Voice related technology, combined with AI (Artificial Intelligence) and machine learning, presents an opportunity for a revolutionary jump in how intelligence is processed and exploited by Defence. What if I told you that this article was transcribed using voice in under an hour and we could use the same technology to automatically transcribe radio logs, bulk analyse intelligence data and automatically match identities of persons of interest whilst patrolling.
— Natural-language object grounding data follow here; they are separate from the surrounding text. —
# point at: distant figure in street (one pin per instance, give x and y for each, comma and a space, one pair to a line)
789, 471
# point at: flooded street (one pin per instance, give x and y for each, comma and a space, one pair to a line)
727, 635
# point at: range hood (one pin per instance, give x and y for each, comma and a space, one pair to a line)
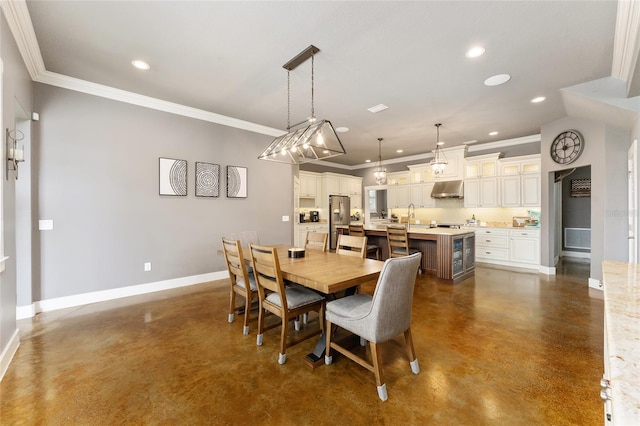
448, 189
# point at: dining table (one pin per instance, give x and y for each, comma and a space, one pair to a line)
325, 272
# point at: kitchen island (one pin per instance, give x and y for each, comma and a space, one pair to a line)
447, 253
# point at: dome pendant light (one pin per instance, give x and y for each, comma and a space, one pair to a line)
380, 173
439, 161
Voice technology has come a long way since the early office speech software of the late 90s and early 00s. Devices all around us are better at interacting by voice, almost to a conversational level. The main benefits in this instance are that it allows us to operate hands free and it is predicted that the proportion of internet searches by voice will continue to rise. The rate of growth in this area is rapid, given the first major voice assistant, Siri, only appeared in 2011 with follow-ons from Amazon (Alexa) and Microsoft (Cortana) in 2014. Business use cases are even more progressive, especially in the use of call management and triage at major call centres. Entire conversations can be transcribed into text, and then the vast quantities of data can be analysed for patterns to improve the customer experience (or provide the call hander with suggestions to increase the likelihood of a sale). The technology is readily available now and is becoming increasingly normalised in society, so what benefits does it offer Defence?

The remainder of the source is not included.